Rafael López (1873-1943).- La crónica periodística de López no tiene alas como las de Gutiérrez Nájera, ni está empapada de calor humano hacia los que sufren como las de Micrós, ni puede adjudicársele la facilidad en mangas de camisa que distingue a las de Urbina, de las suyas se puede decir que están escritas frente al espejo, que transparentan las costuras que unen las distintas piezas de ese todo, que el lenguaje es duro y opaco, que su sintaxis es rígida y conscientemente modernista, que parece que están hechas en el gabinete de trabajo más que en las salas de redacción. “El Grito de antaño” forma parte de las Prosas transeúntes (1925) y se público previamente en El Universal el 19 de septiembre de 1920. Narra hechos que ocurrieron en la juventud de López, en 1898.
Federico Gamboa (1864-1939).- En Mi diario, en una de las anotaciones correspondientes al mes de septiembre de 1898, don Federico describe el impresionante espectáculo del Zócalo el día de la fiesta nacional. Estas observaciones, a las que añade las andanzas de esa noche de Santa, El Jarameño y amigos y amigas que los acompañan, integran en esta obra, la más difundida de sus novelas, una de las noches del 15 de septiembre más coloridas, abigarradas y convincentes con que cuenta la narrativa nacional. Santa, una de las primeras novelas “objetivas” sobre la ciudad de México, ofrece la visión de los proscritos sobre este festejo: “Usted nos dijo –le responde Santa al Jarameño– que era su patria una ventana con geranios y claveles, ¿verdad?... Pues usted es más feliz que yo, que hallándome en la mía, ni siquiera debo llamarla… Mi patria, hoy por hoy, es la casa de Elvira, mañana será otra, ¿quién lo sabe?... Y yo… seré una…”puta.
Carlos González Peña (1885-1955).- Más conocido como historiador y crítico literario, escribió Cuatro novelas, entre las que sobresalen la primera, La Chiquilla (1906), y la última, La fuga de la quimera (1919).
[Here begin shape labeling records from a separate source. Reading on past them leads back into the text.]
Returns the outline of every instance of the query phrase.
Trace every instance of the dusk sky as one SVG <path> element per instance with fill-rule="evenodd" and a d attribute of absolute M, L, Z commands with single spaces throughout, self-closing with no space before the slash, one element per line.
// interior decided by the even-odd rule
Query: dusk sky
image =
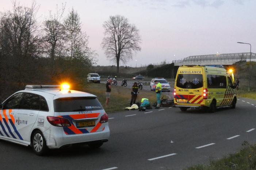
<path fill-rule="evenodd" d="M 21 0 L 30 6 L 32 1 Z M 38 13 L 43 21 L 56 4 L 66 3 L 66 14 L 73 7 L 83 29 L 89 36 L 89 46 L 98 54 L 97 65 L 116 64 L 107 59 L 101 46 L 102 25 L 110 15 L 127 17 L 140 30 L 141 51 L 127 66 L 171 62 L 190 55 L 256 52 L 255 0 L 38 0 Z M 0 11 L 10 9 L 11 0 L 0 0 Z M 175 56 L 174 56 L 175 55 Z M 121 64 L 125 65 L 125 64 Z"/>

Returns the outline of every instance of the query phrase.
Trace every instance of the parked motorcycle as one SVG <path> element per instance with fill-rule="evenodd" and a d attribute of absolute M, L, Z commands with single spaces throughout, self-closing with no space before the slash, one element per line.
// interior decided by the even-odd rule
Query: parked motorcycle
<path fill-rule="evenodd" d="M 125 87 L 126 87 L 127 86 L 127 81 L 124 79 L 123 80 L 121 83 L 121 86 L 123 86 Z"/>
<path fill-rule="evenodd" d="M 142 83 L 141 83 L 140 82 L 139 82 L 138 81 L 138 86 L 139 86 L 139 88 L 140 88 L 140 90 L 142 90 Z"/>
<path fill-rule="evenodd" d="M 114 78 L 112 80 L 112 84 L 114 84 L 115 86 L 116 86 L 117 85 L 117 80 L 116 79 Z"/>

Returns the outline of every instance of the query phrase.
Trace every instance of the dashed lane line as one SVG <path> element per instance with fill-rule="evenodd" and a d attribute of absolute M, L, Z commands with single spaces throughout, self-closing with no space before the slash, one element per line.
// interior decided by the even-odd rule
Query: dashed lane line
<path fill-rule="evenodd" d="M 135 116 L 136 115 L 136 114 L 134 114 L 134 115 L 127 115 L 126 116 L 125 116 L 125 117 L 127 117 L 128 116 Z"/>
<path fill-rule="evenodd" d="M 111 169 L 117 169 L 117 167 L 112 167 L 111 168 L 107 168 L 107 169 L 103 169 L 102 170 L 111 170 Z"/>
<path fill-rule="evenodd" d="M 236 138 L 237 137 L 238 137 L 240 136 L 240 135 L 236 135 L 236 136 L 234 136 L 233 137 L 230 137 L 230 138 L 227 138 L 227 139 L 232 139 L 234 138 Z"/>
<path fill-rule="evenodd" d="M 196 149 L 199 149 L 200 148 L 202 148 L 202 147 L 206 147 L 207 146 L 209 146 L 212 145 L 214 145 L 215 143 L 210 143 L 209 144 L 206 145 L 203 145 L 202 146 L 198 146 L 198 147 L 196 147 L 195 148 Z"/>
<path fill-rule="evenodd" d="M 253 128 L 253 129 L 250 129 L 249 130 L 246 131 L 246 132 L 251 132 L 251 131 L 252 131 L 253 130 L 255 130 L 255 129 L 254 129 L 254 128 Z"/>
<path fill-rule="evenodd" d="M 157 157 L 156 158 L 153 158 L 149 159 L 148 159 L 148 161 L 153 161 L 155 159 L 158 159 L 162 158 L 165 158 L 165 157 L 170 157 L 171 156 L 173 156 L 176 155 L 177 154 L 173 153 L 171 154 L 169 154 L 169 155 L 166 155 L 164 156 L 161 156 L 161 157 Z"/>

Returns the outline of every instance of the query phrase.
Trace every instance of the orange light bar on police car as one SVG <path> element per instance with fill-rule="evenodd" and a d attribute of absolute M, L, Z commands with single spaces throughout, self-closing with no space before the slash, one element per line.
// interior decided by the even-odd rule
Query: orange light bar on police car
<path fill-rule="evenodd" d="M 70 86 L 68 83 L 65 83 L 62 84 L 61 85 L 61 90 L 68 90 L 70 88 Z"/>

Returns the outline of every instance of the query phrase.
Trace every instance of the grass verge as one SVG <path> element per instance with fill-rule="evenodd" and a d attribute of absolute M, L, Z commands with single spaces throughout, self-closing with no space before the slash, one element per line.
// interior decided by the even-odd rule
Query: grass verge
<path fill-rule="evenodd" d="M 256 92 L 254 91 L 250 91 L 248 92 L 248 90 L 245 88 L 239 89 L 237 91 L 238 97 L 248 98 L 248 99 L 256 100 Z"/>
<path fill-rule="evenodd" d="M 107 113 L 111 113 L 124 110 L 125 108 L 129 107 L 131 100 L 131 89 L 121 86 L 112 86 L 110 99 L 109 106 L 106 108 L 105 103 L 106 100 L 105 92 L 106 84 L 85 84 L 79 87 L 78 90 L 85 91 L 93 94 L 97 98 Z M 145 90 L 139 90 L 136 102 L 140 102 L 142 98 L 148 99 L 153 103 L 156 101 L 155 92 Z"/>
<path fill-rule="evenodd" d="M 246 141 L 242 145 L 245 147 L 236 154 L 230 154 L 209 165 L 190 167 L 187 170 L 255 170 L 256 169 L 256 144 L 250 145 Z"/>

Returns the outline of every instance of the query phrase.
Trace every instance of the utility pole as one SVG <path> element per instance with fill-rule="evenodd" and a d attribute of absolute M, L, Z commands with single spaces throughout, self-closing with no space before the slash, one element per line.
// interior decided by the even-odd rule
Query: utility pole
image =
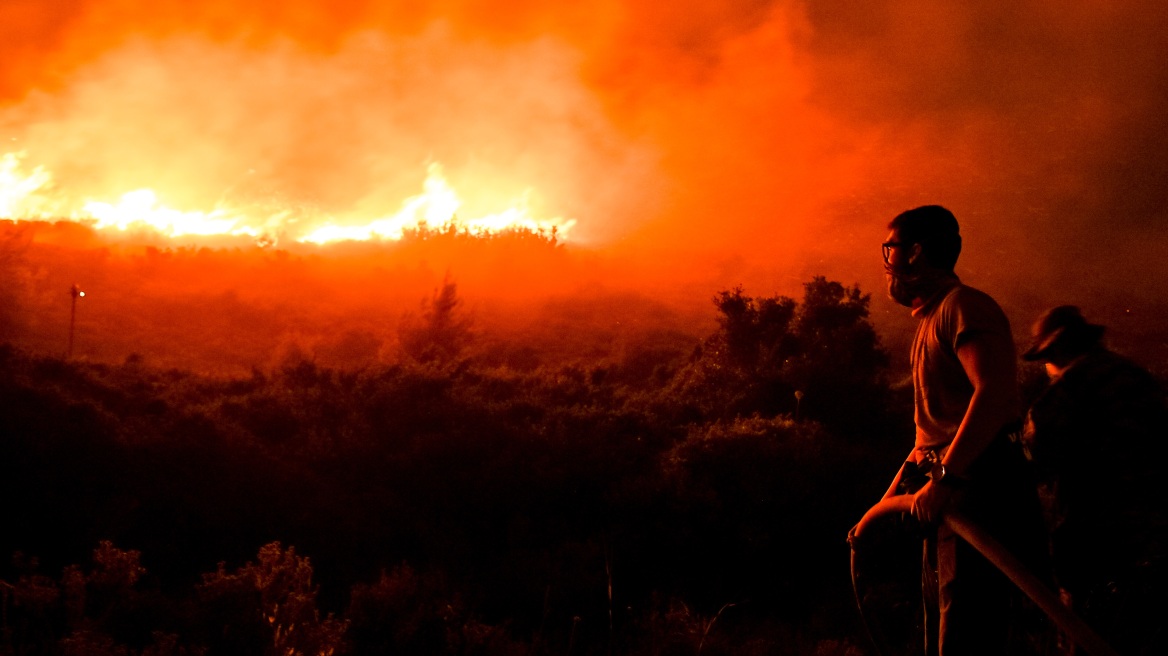
<path fill-rule="evenodd" d="M 72 296 L 72 307 L 69 310 L 69 354 L 65 357 L 71 358 L 74 324 L 77 323 L 77 299 L 83 298 L 85 292 L 82 292 L 81 286 L 74 282 L 74 286 L 69 288 L 69 295 Z"/>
De La Chiquilla, novela que entrevera costumbrismo, realismo y naturalismo, arranqué un trozo del capítulo XI, que describe el paseo motivado por razones sentimentales y patrióticas que emprenden al Zócalo, Lena (la Chiquilla) y su cuñado Eugenio. La caminata le permite a González Peña ahondar en la psicología de ambos personajes y asomarse a la psicología de la multitud que concurre a esta verbena cívico-popular. El arte de escribir del autor va más allá del que practicaron los realistas y no se atreve a equipararse con el “feísmo”, más o menos científico de Gamboa.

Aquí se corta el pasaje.